Kinematic Viscosity of Air Calculator
Calculate dynamic and kinematic viscosity of air at different temperatures and pressures
Calculate Air Viscosity
Air temperature for viscosity calculation
Absolute pressure of air
Air Properties
Dynamic Viscosity (μ)
Kinematic Viscosity (ν)
Formulas Used
Air Density: ρ = P/(R×T), where R = 287.05 J/(kg·K)

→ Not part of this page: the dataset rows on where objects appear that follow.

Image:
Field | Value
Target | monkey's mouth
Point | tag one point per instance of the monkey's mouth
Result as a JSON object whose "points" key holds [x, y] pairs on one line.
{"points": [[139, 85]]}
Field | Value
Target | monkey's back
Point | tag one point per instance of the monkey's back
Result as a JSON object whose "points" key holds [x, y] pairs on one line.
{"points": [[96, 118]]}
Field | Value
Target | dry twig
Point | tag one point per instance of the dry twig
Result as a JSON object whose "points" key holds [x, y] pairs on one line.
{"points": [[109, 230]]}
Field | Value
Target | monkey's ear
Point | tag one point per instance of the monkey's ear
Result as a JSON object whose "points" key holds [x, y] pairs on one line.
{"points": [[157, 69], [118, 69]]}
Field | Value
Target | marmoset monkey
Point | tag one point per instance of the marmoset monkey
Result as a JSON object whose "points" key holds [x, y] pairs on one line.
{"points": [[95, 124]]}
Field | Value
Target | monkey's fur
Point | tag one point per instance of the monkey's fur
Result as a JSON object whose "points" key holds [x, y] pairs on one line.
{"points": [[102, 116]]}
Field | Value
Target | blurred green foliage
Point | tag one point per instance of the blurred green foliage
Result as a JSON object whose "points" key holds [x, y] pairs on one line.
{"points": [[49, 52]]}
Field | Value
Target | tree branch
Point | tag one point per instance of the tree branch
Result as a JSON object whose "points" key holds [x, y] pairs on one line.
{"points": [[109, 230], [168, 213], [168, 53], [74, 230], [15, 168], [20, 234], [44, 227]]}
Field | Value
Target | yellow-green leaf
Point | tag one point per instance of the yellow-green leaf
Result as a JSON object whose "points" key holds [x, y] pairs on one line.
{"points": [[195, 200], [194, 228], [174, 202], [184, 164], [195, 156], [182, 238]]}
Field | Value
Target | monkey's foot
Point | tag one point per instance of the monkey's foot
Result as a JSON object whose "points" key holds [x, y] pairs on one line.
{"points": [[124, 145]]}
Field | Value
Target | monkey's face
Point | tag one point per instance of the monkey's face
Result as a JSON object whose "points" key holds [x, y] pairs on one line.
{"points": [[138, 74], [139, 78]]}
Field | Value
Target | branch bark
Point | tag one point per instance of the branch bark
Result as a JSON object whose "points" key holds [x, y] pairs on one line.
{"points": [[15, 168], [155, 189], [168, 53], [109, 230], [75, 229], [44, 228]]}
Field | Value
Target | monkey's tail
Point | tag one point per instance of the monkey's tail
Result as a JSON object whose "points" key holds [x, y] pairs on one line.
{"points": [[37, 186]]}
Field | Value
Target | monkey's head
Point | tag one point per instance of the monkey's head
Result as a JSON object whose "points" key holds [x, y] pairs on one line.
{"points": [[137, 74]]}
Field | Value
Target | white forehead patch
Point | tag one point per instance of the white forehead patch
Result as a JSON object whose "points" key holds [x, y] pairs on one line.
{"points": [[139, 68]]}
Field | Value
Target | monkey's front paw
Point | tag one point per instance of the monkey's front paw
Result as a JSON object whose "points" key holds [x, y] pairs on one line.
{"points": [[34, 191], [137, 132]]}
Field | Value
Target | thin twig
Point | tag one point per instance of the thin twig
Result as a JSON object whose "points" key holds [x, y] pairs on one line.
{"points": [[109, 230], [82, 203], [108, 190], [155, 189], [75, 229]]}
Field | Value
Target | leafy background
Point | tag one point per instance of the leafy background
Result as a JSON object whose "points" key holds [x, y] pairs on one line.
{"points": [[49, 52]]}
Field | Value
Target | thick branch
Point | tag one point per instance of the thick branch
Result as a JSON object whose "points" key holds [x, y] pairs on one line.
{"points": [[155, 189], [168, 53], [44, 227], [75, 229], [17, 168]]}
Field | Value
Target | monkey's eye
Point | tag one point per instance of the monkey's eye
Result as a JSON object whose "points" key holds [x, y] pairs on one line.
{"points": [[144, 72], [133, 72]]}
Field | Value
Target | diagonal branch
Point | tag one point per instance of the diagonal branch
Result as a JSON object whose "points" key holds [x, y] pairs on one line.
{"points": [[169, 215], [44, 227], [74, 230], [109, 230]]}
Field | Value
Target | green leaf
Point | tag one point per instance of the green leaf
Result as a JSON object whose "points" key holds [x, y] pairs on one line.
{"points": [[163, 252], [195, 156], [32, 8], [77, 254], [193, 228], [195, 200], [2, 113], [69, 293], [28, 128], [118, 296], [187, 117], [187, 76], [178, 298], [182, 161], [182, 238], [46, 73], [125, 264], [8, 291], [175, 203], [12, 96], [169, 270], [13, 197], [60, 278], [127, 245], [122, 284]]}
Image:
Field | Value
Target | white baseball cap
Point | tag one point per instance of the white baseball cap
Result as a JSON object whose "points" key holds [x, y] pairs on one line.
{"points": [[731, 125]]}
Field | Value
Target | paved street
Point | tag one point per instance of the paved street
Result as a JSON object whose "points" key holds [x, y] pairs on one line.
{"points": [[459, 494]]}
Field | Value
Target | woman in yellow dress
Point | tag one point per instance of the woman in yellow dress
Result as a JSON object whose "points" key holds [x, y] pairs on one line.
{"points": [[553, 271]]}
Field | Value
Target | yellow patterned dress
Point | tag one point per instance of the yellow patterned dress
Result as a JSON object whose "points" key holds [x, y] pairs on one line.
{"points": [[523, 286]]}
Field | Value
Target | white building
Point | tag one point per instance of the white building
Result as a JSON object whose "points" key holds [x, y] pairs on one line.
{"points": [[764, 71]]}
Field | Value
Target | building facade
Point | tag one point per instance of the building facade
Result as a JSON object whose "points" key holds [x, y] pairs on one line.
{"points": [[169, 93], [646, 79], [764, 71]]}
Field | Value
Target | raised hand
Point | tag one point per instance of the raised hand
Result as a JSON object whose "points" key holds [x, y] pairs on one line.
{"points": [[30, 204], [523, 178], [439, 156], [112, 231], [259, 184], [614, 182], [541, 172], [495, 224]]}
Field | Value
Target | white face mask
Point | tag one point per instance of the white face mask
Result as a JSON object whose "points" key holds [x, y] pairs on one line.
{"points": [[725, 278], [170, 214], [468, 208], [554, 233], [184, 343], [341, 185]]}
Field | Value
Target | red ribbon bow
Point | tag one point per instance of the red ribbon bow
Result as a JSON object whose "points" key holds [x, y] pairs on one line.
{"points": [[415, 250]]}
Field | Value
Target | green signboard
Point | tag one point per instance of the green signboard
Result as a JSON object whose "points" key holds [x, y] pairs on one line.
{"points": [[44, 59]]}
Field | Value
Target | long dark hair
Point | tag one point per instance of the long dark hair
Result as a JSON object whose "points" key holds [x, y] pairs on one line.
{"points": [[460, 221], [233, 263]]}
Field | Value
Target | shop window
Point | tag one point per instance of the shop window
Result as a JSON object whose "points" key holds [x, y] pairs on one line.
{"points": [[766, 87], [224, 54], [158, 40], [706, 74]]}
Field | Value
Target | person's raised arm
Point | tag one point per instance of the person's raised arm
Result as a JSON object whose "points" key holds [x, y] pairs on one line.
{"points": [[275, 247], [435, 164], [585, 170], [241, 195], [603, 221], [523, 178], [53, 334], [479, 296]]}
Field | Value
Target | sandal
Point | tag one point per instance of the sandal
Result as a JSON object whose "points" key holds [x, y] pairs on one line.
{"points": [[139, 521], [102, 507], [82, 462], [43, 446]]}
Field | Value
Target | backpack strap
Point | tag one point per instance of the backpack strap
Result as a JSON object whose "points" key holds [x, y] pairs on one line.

Dynamic Viscosity: μ = 1.458×10⁻⁶ × T³⁄² / (T + 110.4)
Kinematic Viscosity: ν = μ/ρ
Viscosity Analysis
Example Calculation
Standard Conditions
Temperature: 20°C (293.15 K)
Pressure: 1 atm (101,325 Pa)
Specific gas constant (R): 287.05 J/(kg·K)
Step-by-Step Calculation
1. Air density: ρ = 101,325 / (287.05 × 293.15) = 1.204 kg/m³
2. Dynamic viscosity: μ = 1.458×10⁻⁶ × 293.15³⁄² / (293.15 + 110.4) = 1.813×10⁻⁵ Pa·s
3. Kinematic viscosity: ν = 1.813×10⁻⁵ / 1.204 = 1.506×10⁻⁵ m²/s
Result: ν = 15.06 cSt or 0.1506 St
Viscosity Units
Dynamic Viscosity (μ)
• Pa·s (kg/m·s) - SI unit
• Poise (P) = 0.1 Pa·s
• centiPoise (cP) = 1 mPa·s
Kinematic Viscosity (ν)
• m²/s - SI unit
• Stokes (St) = 10⁻⁴ m²/s
• centiStokes (cSt) = 10⁻⁶ m²/s
• mm²/s = 1 cSt
Reference Values
At Sea Level (1 atm)
0°C: ν = 13.28 cSt
20°C: ν = 15.06 cSt
50°C: ν = 17.95 cSt
100°C: ν = 23.06 cSt
Comparison
Water (20°C): ~1.0 cSt
Air (20°C): ~15.1 cSt
Oil (20°C): ~50-500 cSt
Applications
Aerodynamics & aircraft design
Meteorology & weather modeling
HVAC system design
Fluid mechanics research
Understanding Air Viscosity
What is Viscosity?
Viscosity is a measure of a fluid's resistance to flow and deformation. For air, viscosity determines how much resistance there is to the motion of objects through the atmosphere and affects aerodynamic forces.
Dynamic vs Kinematic
- •Dynamic viscosity (μ): Absolute measure of fluid's resistance to shear
- •Kinematic viscosity (ν): Dynamic viscosity divided by density
- •Kinematic viscosity is more relevant for momentum transfer
Temperature Dependence
Unlike liquids, air viscosity increases with temperature. This is because higher temperatures increase molecular motion and intermolecular collisions.
Pressure Effects
Pressure has minimal effect on air viscosity but significantly affects density. Higher pressure increases density, which decreases kinematic viscosity.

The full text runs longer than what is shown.